Michel-Lévy frères (p. 157-168).

XIX

la force

Depuis quelques jours, la maison de la Force comptait deux prisonniers de plus.

Malgré le temps gris et pluvieux, les habitants de la prison étaient descendus dans les divers préaux à l’heure de la promenade. La cour dite Charlemagne, plantée dans le centre d’arbres et de gazons, réunissait les détenus les moins dangereux ; il n’y avait point là de ces figures hideuses et sinistres qu’on aurait rencontrées en grand nombre de l’autre côté de la muraille, dans la cour nommée Fosse aux Lions ; la plupart des prisonniers, rassemblés dans la cour d’honneur, ne comptaient guère que de simples méfaits ; ils s’entretenaient ensemble avec l’aisance et la sérénité que donne bien vite la vie de prison ; seulement, d’après la pratique actuelle des maisons d’arrêt, qui mélange les divers degrés de pénalité, çà et là, quelques vétérans de la geôle et du bagne contaient aux jeunes gens émerveillés leurs ténébreuses campagnes.

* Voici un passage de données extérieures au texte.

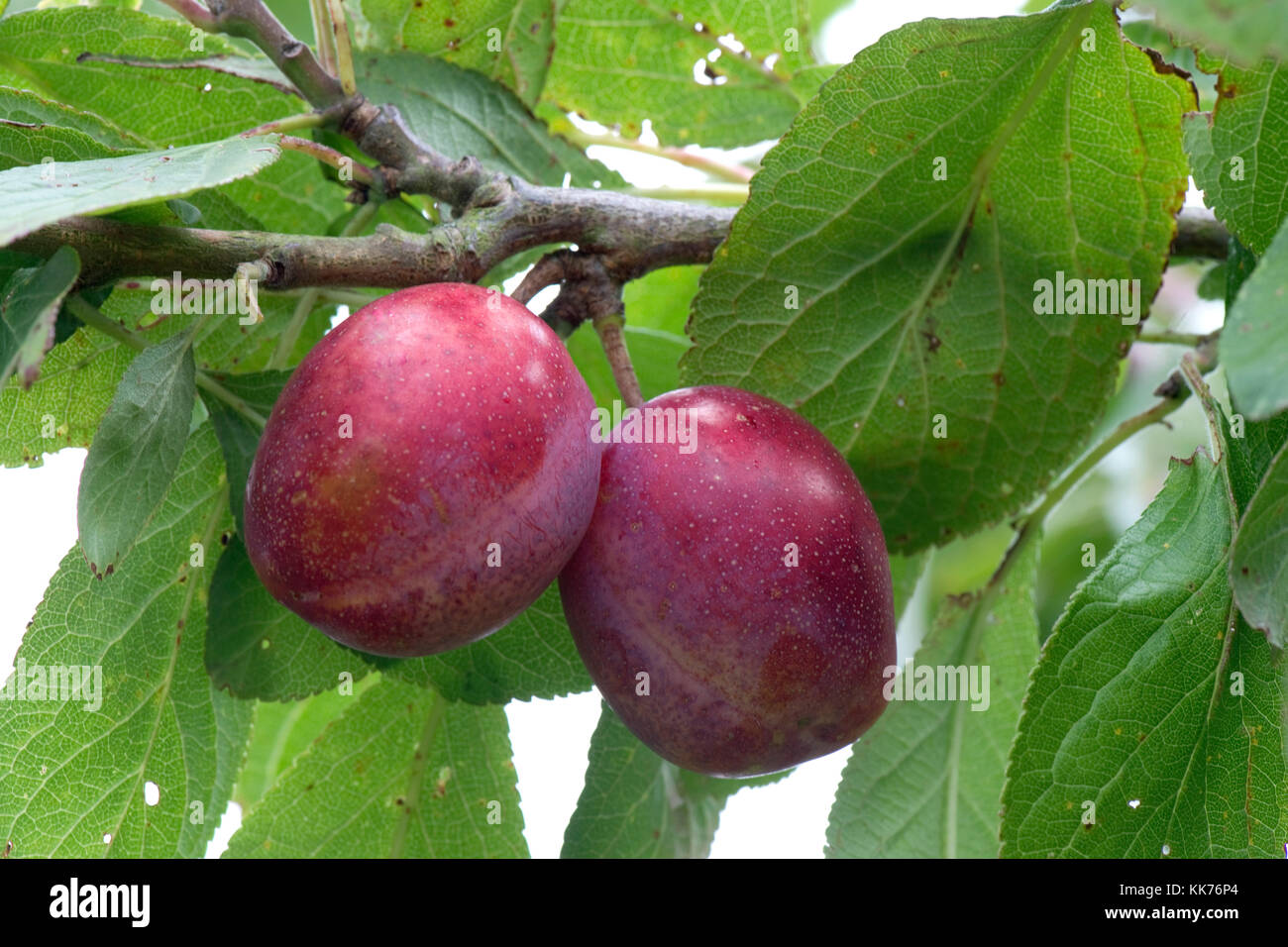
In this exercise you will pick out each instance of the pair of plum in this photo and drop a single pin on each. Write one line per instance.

Cependant, un des nouveaux pensionnaires de la Force contrastait étrangement avec ses compagnons de captivité.

C’était Herman de Rocheboise, transféré de la conciergerie à la maison centrale. La distinction de sa personne, son élégance de mise et de maintien constataient le rang élevé d’où il était tombé dans ce repaire du vice et du crime ; malgré l’altération de ses traits, et même la première ride creusée, sur son front pendant ces jours de souffrances, il offrait toujours l’extérieur le plus admirable, et sa beauté n’avait fait que changer d’expression.

Le jugeant étranger parmi eux, les habitués de la prison ne cherchaient point à l’entretenir, et ne s’occupaient de lui en aucune manière ; cependant, malgré cet heureux isolement, chaque fois que le cours de la promenade ramenait l’un de ces hommes près de lui, il courait dans ses veines un frisson de répulsion et d’épouvante. Assis à l’écart sur un banc, le bras appuyé sur ses genoux, il soutenait sa tête tournée du côté de la muraille, et rêvait profondément.

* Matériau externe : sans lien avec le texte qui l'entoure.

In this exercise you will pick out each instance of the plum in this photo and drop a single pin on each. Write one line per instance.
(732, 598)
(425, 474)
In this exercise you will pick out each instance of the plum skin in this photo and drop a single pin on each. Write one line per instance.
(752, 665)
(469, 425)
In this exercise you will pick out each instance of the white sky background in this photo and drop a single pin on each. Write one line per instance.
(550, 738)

Chose étrange, sa pensée se reportait moins sur les derniers événements de sa vie que sur les jours plus reculés dans le passé ; par exemple, les scènes du Bas-Meudon revenaient se peindre à son imagination de la manière la plus lucide. Pour la première fois, il se demandait si tout ce qu’il avait commis de fautes ou de crimes n’était pas la suite de la cruelle folie par laquelle il avait perdu la famille Augeville ; il pensait que, peut-être, après cette action si coupable, il avait été fatalement conduit à en commettre de plus criminelles encore, comme à la plus terrible des punitions.

En ce moment, ses regards tombèrent sur un détenu qui marchait en s’éloignant, derrière le rang d’arbres du préau.

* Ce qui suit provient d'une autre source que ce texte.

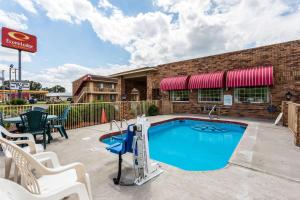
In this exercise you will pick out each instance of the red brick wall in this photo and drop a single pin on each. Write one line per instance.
(284, 57)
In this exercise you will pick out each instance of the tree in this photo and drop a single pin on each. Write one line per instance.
(33, 85)
(56, 88)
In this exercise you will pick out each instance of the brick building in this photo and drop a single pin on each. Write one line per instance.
(90, 88)
(253, 82)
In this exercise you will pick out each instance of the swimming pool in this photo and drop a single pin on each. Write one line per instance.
(193, 145)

Sous l’impression qui le dominait alors, la taille, la forte carrure, les longs cheveux de cet homme, lui rappelèrent Pierre Augeville, tel qu’il l’avait aperçu au moment de sa mort : il avait alors sept ans.

Déjà cette vision de Pierre Augeville repassant entre les arbres, sous un ciel brumeux, s’était offerte à lui à son dernier, voyage du Bas-Meudon… Elle avait précédé le moment le plus douloureux de sa vie, celui où il avait été abandonné de Valentine… Et maintenant il revoyait cette image sinistre quand un jugement, ou plutôt une condamnation terrible se préparait pour lui !

Herman fut saisi d’un cruel serrement de cœur.

Mais presque au même instant, ayant relevé les yeux sur le détenu, il respira plus librement ses fibres se détendirent, un triste sourire vint sur ses lèvres. Cet homme, objet d’une vaine terreur, revenait sur ses pas, et Herman voyait en lui Pasqual, son seul ami au monde, arrêté comme son complice et détenu à la Force avec lui.

Pasqual, en effet, devait être fortement soupçonné d’avoir trempé dans l’attentat, nocturne sur la personne de Léon Dubreuil, dans l’émission de faux billets, dont la découverte avait suivi celle du meurtre ; et sous cette double prévention il avait été incarcéré avec son maître.

Mais on le voyait, toujours le même, toujours calme, froid et grave, sans que la situation où il se trouvait ajoutât rien à ce sérieux austère. Il vivait tellement en dehors de ce monde, que si l’enivrement des fêtes qui l’entouraient autrefois n’avait jamais pu l’atteindre ni obtenir de lui un sourire, les horreurs de la prison n’avaient pas non plus le pouvoir d’amener un nuage plus sombre sur son front.

Rocheboise attendait que son compagnon d’infortune s’approchât ; il avait besoin de lui adresser quelques paroles affectueuses, comme pour lui demander pardon d’avoir éprouvé une sensation pénible à sa vue.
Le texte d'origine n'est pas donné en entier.